The fifth Class comprises the Infant Poor, who from extreme indigence, or the death of parents, are cast upon the public for nurture. One fifth part of the gross number in a London Workhouse is generally composed of this class. Their moral and religious education is of the last importance to the Community. They are the children of the Public, and if not introduced into life, under circumstances favourable to the interest of the State, the error in the System becomes flagrant.—Profligate or distressed parents may educate their children ill; but when those under the charge of Public Institutions are suffered to become depraved in their progress to maturity, it is a dreadful reproach on the Police of the Country.—And yet what is to be expected from children reared in Workhouses, with the evil examples before them of the multitudes of depraved characters who are constantly admitted into those receptacles? Young minds are generally more susceptible of evil than of good impressions; and hence it is that the rising generation enter upon life with those wicked and dangerous propensities, which are visible to the attentive observer in all the walks of vulgar life in this great Metropolis.

The limits of this Treatise will not permit the Author to attempt more than a mere outline on the general subject of the Poor; a System of all others the most difficult to manage and arrange with advantage to the Community; but which is at present unhappily entrusted to the care of those least competent to the task.

The principle of the Statute of the 43d of Elizabeth is certainly unobjectionable; but the execution, it must be repeated, is defective. In short, no part of it has been effectually executed, but that which relates to raising the assessments. It is easy to make Statutes; but omnipotent as Parliament is said to be, it cannot give knowledge, education, public spirit, integrity and time, to those Changeable Agents whom it has charged with the execution of the Poor Laws.

In the management of the affairs of the State, the Sovereign wisely selects men eminent for their talents and integrity:—Were the choice to be made on the principle established by the Poor Laws, the Nation could not exist even a single year.

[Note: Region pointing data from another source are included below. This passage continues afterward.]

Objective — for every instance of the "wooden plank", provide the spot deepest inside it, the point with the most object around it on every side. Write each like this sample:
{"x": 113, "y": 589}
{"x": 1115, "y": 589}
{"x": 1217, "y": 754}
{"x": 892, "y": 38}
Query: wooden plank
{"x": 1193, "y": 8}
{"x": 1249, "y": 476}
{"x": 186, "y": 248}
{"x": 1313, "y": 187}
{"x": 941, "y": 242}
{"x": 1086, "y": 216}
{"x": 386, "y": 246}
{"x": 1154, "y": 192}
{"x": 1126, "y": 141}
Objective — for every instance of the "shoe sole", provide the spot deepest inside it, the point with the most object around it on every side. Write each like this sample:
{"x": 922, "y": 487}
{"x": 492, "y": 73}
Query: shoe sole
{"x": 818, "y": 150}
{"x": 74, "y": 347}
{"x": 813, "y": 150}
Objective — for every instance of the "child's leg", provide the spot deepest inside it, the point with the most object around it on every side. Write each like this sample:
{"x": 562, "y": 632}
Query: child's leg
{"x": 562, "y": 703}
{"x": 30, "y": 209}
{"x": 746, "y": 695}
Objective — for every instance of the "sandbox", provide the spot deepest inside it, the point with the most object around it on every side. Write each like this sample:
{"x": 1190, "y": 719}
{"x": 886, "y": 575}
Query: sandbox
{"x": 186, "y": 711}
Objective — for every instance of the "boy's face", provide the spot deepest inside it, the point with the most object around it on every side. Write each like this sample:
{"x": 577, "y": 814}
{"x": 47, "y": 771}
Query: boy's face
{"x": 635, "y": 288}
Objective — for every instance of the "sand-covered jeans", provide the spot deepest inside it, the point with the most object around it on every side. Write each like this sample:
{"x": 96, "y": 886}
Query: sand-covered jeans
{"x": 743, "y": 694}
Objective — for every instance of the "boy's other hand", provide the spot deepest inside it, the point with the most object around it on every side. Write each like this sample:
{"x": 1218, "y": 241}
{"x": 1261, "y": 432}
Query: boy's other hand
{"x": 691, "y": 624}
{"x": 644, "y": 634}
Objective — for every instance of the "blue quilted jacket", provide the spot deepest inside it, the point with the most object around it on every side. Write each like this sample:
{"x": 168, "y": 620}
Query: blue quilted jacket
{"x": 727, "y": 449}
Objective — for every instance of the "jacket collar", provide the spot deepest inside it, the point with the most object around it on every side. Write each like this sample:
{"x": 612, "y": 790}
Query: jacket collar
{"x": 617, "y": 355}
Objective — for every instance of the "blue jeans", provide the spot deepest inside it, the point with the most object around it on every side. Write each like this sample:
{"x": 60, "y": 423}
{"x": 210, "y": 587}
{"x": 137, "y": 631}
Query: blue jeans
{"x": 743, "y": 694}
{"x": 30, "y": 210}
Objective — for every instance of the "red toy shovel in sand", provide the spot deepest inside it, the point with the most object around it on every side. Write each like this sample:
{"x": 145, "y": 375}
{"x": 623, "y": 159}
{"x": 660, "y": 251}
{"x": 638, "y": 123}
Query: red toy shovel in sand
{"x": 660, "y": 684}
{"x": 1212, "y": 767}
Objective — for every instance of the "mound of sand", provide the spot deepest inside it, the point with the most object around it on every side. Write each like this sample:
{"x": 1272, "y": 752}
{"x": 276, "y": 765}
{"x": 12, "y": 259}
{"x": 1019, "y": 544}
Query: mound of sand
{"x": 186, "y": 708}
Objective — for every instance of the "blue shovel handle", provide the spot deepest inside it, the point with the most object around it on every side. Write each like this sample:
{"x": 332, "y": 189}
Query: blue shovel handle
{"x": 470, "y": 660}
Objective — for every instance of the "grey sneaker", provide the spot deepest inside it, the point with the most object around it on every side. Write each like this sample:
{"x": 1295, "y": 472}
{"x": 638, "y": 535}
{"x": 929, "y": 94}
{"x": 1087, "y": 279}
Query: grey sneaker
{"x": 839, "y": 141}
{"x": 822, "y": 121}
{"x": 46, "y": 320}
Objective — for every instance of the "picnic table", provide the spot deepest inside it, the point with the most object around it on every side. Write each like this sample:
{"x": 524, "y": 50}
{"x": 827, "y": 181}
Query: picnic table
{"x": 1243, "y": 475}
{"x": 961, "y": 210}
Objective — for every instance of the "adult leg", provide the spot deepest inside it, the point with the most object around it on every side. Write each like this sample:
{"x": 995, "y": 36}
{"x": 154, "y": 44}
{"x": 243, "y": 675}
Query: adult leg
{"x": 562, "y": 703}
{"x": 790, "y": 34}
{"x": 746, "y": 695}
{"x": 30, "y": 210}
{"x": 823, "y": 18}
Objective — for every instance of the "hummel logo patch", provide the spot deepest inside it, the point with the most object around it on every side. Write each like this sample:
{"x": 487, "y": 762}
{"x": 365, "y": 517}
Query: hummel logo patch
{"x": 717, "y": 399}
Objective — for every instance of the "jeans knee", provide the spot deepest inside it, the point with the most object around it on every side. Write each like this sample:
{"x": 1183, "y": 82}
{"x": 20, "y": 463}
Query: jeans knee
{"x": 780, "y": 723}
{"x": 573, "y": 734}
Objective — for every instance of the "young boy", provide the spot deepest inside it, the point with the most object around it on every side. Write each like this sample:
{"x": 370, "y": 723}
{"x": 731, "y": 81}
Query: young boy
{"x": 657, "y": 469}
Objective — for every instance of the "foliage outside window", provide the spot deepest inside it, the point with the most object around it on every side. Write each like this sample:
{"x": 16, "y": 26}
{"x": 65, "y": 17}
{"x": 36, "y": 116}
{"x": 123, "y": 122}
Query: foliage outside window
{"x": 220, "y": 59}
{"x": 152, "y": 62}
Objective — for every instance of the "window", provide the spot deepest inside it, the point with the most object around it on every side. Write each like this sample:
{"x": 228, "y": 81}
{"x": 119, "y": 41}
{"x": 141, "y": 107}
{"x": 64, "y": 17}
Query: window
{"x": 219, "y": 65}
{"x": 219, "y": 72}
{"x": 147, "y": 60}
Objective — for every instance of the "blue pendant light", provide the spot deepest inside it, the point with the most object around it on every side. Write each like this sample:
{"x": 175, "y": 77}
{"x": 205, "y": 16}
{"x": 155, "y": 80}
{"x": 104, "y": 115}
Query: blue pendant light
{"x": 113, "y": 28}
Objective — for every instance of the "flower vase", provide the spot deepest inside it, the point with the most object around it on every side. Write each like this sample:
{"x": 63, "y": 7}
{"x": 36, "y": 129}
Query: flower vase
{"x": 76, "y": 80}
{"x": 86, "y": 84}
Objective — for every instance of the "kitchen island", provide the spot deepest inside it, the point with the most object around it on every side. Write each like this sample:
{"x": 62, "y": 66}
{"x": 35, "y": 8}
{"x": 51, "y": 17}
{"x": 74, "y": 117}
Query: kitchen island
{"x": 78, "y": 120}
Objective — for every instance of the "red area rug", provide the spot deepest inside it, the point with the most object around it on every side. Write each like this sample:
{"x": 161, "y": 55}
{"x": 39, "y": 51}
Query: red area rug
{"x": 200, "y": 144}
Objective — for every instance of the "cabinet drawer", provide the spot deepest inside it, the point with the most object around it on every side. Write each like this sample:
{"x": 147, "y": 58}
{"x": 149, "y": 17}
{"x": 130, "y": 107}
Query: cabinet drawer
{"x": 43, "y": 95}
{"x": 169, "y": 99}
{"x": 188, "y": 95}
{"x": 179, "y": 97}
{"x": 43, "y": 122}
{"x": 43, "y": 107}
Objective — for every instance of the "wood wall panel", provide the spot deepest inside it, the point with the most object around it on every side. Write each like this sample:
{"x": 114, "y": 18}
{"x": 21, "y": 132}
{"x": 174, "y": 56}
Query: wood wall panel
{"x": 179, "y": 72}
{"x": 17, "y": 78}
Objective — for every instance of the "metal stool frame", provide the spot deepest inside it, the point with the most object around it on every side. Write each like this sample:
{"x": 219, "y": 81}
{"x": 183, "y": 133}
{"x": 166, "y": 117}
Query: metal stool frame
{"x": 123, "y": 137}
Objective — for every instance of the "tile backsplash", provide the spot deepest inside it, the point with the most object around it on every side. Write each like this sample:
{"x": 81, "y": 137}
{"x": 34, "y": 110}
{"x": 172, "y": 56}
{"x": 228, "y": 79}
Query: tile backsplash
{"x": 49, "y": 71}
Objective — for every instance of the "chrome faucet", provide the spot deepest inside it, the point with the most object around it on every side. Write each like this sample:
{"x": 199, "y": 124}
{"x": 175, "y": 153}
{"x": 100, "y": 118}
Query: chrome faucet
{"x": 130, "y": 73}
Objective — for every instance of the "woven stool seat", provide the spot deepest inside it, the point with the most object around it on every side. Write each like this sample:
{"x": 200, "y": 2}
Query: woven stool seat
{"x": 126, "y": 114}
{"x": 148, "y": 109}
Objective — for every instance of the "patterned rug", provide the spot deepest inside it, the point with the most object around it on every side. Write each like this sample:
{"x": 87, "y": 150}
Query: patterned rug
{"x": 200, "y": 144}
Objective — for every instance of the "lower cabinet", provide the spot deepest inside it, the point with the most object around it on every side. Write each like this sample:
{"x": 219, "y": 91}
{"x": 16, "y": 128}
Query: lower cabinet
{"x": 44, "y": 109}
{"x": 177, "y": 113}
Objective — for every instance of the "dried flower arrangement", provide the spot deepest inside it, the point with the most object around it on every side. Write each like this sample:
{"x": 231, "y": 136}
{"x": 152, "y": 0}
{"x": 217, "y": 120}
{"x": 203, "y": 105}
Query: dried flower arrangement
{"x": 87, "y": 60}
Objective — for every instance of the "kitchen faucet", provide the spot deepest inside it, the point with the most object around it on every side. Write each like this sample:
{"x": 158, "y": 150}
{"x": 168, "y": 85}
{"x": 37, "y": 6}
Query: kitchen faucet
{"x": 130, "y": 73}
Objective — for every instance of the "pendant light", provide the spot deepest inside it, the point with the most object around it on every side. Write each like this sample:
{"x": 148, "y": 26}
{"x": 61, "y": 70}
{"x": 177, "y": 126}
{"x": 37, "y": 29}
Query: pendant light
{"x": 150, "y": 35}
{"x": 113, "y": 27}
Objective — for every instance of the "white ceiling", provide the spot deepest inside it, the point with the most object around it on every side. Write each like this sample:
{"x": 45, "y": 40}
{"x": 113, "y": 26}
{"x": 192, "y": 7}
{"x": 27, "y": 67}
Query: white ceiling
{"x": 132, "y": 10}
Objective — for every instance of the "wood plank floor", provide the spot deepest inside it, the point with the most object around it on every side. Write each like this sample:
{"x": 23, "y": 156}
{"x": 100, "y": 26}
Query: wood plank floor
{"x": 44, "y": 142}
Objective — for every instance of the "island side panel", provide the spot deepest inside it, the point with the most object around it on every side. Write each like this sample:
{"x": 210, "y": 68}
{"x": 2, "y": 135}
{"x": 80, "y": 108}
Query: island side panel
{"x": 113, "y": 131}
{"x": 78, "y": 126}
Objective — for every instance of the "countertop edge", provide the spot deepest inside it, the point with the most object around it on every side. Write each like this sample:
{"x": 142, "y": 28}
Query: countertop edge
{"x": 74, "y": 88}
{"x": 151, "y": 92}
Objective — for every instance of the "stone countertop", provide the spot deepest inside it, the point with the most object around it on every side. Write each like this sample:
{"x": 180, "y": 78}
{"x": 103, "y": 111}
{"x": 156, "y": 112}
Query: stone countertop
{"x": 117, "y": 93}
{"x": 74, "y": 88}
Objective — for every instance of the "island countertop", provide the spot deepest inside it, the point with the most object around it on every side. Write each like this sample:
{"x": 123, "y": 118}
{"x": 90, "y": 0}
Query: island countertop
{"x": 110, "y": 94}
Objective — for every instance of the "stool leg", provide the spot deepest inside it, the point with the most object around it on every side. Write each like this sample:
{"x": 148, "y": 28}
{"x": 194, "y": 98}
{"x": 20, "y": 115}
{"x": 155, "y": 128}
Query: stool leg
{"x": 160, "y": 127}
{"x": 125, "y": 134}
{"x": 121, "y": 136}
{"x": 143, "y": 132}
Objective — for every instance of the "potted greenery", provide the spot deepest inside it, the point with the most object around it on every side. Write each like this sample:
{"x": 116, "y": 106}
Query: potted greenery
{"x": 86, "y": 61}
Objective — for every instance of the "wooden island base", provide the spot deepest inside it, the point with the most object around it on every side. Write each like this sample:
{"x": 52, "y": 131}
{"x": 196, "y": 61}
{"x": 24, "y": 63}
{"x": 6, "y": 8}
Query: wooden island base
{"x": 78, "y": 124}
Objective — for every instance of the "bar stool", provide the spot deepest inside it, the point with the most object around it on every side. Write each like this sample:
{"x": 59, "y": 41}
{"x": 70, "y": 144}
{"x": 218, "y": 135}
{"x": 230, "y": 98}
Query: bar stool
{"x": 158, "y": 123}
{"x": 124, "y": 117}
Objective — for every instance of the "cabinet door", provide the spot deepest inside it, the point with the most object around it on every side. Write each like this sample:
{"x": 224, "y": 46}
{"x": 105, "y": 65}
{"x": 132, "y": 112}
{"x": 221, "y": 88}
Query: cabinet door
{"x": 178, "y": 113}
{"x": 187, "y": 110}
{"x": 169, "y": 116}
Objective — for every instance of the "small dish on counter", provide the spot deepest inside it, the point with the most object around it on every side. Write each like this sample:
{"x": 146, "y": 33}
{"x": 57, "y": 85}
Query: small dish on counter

In the private affairs of life, the success of every difficult undertaking depends on the degree of abilities employed in the management. In the affairs of the Poor, the most arduous and intricate that it is possible to conceive, and where the greatest talents and knowledge is required, the least portion of either is supplied. How then can we expect success?—The error is not in the original design, which is wise and judicious. The 43d of Elizabeth authorizes an assessment to be made for three purposes.

1st. To purchase Raw Materials to set the Poor to work, who could not otherwise dispose of their labour.

2d. To usher into the world, advantageously, the Children of poor people, by binding them apprentices to some useful employment.

3d. To provide for the lame, impotent and blind, and others, being poor and not able to work.

Nothing can be better imagined than the measures in the view of the very able framers of this act: but they did not discover that to execute such a design required powers diametrically opposite to those which the law provided. The last two centuries have afforded a series of proof of the total inefficacy of the application of these powers, not only by the effects which this erroneous superintendence has produced; but also from the testimony of the most enlightened men who have written on the subject, from the venerable Lord Hale to the patriotic and indefatigable Sir Frederick Eden. But the strongest evidence of the mischiefs arising from this defective execution of a valuable System, is to be found in the Statute Books themselves.[96]